The music from the last two years of his life reveals a composer increasingly meditating on the darker side of the human psyche and human relationships, and with a deeper sense of spiritual awareness and conception of the 'beyond'.

Schubert composed his three last sonatas in close succession, probably intending to publish them together as a set, in which the three pieces would complement each other in their different characters. They contain a complex network of inner harmonic and motivic connections linking all movements. Time and time again, we see how uniquely Schubert handles Sonata form. In place of Beethoven’s concise prose, Schubert adopts a style more akin to free soliloquy: time takes on a new dimension, keys blend into one another. The formal structure is opened out and extended, giving the music a landscape-like quality. The consummate beauty of the melodies almost makes them unsuitable to any thematic working-out. Rather, the music is built on a series of dreamy impulses, and a lyricism hitherto undiscovered is achieved.

The first movement of the last of the three sonatas, the Sonata in B flat major, marked Molto moderato, transports us to another sphere of existence. Its dreamy lyricism and its meditative inward-looking have no trace of narcissism, just pure humanity, humbleness, and a universality exquisitely unaware of itself. The second movement, an Andante sostenuto in C sharp minor, gives voice to a desolate pessimism, a meditative, painful sweetness. The motionless atmosphere created in the first part contrasts with a middle section of intimate purity.

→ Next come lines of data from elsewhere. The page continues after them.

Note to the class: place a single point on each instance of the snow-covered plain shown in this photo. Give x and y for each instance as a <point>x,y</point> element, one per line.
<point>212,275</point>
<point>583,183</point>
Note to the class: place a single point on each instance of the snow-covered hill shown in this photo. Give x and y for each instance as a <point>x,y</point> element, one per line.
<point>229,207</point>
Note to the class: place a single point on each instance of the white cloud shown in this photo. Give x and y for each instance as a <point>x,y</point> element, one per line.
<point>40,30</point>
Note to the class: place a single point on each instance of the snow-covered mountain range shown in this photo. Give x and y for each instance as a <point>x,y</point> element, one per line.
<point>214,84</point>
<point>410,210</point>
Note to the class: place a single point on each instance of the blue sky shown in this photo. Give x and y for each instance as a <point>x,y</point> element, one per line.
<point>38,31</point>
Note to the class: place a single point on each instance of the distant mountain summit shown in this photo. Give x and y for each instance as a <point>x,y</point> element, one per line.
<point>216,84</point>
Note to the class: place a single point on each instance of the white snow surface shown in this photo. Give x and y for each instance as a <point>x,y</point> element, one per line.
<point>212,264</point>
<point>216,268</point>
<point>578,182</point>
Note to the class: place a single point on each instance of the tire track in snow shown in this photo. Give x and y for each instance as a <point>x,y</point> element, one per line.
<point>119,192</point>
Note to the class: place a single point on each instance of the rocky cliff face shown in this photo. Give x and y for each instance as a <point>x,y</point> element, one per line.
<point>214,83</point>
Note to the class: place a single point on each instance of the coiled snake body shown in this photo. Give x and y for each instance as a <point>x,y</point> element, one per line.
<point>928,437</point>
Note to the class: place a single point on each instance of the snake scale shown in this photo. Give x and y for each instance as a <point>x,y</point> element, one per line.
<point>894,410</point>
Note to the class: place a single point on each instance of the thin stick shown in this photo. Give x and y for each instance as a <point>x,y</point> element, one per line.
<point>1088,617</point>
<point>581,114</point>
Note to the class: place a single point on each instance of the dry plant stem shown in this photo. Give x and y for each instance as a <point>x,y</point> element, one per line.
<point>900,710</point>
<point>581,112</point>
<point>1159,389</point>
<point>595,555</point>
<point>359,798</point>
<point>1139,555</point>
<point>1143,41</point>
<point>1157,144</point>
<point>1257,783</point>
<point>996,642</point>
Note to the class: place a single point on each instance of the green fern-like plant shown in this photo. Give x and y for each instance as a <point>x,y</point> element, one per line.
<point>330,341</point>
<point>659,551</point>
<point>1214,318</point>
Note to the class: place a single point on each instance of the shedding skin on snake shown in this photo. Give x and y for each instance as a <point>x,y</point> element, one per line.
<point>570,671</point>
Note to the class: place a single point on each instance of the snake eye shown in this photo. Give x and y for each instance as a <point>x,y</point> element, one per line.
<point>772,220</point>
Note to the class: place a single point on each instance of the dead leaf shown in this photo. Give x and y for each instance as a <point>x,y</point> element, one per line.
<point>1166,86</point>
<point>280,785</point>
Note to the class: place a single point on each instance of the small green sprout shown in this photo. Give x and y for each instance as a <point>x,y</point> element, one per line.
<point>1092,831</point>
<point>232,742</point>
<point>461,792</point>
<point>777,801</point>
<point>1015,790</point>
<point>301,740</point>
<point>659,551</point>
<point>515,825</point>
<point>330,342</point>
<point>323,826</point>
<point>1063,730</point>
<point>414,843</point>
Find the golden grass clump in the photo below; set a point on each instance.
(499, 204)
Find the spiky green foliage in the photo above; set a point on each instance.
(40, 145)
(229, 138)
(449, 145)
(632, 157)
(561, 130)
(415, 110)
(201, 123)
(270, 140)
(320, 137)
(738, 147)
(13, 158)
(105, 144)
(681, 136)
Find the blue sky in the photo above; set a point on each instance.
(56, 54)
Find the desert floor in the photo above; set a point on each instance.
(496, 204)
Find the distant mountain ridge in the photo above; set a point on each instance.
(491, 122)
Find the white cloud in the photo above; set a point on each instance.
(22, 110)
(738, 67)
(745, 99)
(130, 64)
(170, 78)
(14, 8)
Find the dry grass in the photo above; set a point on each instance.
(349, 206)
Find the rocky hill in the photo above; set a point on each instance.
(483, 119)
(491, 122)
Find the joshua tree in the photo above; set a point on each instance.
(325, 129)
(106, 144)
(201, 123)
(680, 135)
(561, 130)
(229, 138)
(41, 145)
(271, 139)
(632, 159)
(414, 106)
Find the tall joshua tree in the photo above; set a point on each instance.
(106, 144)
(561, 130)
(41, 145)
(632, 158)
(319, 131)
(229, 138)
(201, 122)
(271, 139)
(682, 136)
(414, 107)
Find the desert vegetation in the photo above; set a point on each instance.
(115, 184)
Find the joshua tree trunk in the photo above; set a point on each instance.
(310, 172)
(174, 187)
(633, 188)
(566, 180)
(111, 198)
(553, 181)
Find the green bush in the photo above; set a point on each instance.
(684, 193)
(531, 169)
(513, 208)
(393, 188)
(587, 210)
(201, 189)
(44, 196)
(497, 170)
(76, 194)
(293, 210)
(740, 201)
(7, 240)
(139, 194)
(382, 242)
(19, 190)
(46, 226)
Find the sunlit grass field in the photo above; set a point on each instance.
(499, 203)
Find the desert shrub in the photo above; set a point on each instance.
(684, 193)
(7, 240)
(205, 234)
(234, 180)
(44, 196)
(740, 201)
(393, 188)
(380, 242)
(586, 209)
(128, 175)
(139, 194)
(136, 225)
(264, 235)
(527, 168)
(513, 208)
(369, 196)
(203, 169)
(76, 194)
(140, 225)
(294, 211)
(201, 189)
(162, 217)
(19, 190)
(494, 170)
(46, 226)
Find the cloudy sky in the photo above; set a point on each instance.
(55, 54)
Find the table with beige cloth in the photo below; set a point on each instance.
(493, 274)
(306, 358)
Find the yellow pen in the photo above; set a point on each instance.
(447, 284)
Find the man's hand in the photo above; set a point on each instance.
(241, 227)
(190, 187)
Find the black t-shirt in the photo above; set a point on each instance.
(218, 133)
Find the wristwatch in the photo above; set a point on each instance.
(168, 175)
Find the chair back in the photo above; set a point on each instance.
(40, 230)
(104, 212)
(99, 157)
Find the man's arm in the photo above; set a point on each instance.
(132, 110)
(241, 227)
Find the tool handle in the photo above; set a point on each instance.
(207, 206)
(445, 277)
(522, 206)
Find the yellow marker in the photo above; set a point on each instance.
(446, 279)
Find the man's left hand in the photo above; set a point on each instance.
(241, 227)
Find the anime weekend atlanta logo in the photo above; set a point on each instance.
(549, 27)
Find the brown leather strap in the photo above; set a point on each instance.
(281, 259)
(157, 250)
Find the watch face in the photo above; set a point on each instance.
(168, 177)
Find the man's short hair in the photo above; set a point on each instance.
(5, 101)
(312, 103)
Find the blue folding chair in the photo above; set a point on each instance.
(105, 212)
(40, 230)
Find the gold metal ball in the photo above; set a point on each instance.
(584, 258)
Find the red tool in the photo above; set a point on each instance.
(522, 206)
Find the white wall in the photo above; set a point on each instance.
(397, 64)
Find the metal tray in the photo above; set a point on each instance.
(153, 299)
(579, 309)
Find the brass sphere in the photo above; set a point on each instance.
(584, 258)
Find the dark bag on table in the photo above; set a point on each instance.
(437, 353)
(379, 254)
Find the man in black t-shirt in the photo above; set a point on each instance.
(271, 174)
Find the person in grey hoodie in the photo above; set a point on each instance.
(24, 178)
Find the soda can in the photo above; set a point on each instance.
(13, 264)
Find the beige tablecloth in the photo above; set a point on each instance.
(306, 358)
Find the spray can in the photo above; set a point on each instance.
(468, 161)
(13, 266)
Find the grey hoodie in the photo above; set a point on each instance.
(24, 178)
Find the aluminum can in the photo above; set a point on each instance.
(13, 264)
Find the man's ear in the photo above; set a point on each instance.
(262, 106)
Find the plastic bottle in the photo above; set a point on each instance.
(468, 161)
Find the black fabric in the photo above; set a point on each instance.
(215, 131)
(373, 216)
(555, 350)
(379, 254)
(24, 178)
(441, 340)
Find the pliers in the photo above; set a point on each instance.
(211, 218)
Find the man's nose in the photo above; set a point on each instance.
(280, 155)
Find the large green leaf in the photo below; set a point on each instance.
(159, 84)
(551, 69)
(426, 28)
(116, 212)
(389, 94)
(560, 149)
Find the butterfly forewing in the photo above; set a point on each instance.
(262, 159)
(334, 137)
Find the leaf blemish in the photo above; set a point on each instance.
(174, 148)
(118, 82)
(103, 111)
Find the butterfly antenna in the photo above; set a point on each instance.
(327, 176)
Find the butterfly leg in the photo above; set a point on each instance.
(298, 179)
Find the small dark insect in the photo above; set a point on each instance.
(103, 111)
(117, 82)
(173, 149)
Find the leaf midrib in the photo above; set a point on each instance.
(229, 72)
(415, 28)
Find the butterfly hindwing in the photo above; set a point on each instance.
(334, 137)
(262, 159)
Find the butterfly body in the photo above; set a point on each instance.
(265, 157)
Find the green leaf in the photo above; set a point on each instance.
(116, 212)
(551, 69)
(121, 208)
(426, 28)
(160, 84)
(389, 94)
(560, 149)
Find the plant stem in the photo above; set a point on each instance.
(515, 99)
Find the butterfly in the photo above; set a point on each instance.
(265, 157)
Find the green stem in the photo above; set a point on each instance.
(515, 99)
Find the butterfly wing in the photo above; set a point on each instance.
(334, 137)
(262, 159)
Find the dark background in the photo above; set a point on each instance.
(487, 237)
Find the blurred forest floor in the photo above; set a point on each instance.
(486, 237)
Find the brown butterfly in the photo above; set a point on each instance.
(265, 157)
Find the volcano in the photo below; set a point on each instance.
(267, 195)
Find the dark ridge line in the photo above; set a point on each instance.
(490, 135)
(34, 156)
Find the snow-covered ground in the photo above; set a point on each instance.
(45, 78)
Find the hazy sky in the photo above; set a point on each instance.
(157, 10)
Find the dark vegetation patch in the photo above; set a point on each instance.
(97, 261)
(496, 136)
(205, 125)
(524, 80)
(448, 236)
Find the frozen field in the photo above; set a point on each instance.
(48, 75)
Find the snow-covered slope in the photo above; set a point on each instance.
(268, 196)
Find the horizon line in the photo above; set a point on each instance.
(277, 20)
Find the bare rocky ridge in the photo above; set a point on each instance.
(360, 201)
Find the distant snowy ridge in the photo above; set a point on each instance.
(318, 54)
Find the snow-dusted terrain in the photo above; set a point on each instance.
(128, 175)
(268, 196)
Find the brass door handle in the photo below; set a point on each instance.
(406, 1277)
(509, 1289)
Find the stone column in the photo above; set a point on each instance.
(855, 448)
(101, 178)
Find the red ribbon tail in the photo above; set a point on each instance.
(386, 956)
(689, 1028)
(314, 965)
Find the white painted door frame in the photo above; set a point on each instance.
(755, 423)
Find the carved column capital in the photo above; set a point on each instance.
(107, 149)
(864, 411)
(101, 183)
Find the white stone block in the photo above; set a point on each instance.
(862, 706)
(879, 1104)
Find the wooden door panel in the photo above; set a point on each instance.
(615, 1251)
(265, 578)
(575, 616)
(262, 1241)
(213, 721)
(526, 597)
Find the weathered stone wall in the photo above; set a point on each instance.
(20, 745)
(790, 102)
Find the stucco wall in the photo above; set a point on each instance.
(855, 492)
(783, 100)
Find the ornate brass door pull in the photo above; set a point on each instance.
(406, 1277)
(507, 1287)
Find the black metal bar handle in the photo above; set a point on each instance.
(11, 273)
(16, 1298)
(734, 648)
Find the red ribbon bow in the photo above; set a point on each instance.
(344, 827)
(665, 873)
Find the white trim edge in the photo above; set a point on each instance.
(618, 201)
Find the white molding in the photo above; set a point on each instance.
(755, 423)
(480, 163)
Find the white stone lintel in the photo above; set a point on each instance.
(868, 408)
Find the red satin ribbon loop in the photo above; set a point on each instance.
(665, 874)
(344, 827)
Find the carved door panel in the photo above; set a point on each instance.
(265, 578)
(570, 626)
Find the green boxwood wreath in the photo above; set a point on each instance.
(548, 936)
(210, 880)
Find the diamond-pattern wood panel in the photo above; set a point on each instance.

The absence of a narrative progression together with the gloomy atmosphere throughout the piece suggest the Wanderer’s contemplation of the landscape of Death. After this movement, the Scherzo, marked Allegro vivace e con delicatezza, feels as something from an unreal world, something that talks about the fragility of emotion or maybe of a lost innocence, and acts as an interlude between the desolation of the Andante sostenuto and the ambiguous mood of the finale. This is a light rondo based on three themes. It is a restless piece that shows the extraordinary subtlety of major/minor nuance, and the alternation between an apparent onward impulse and sadly tender lyricism, between impulses of song and a subtly troubled agitation.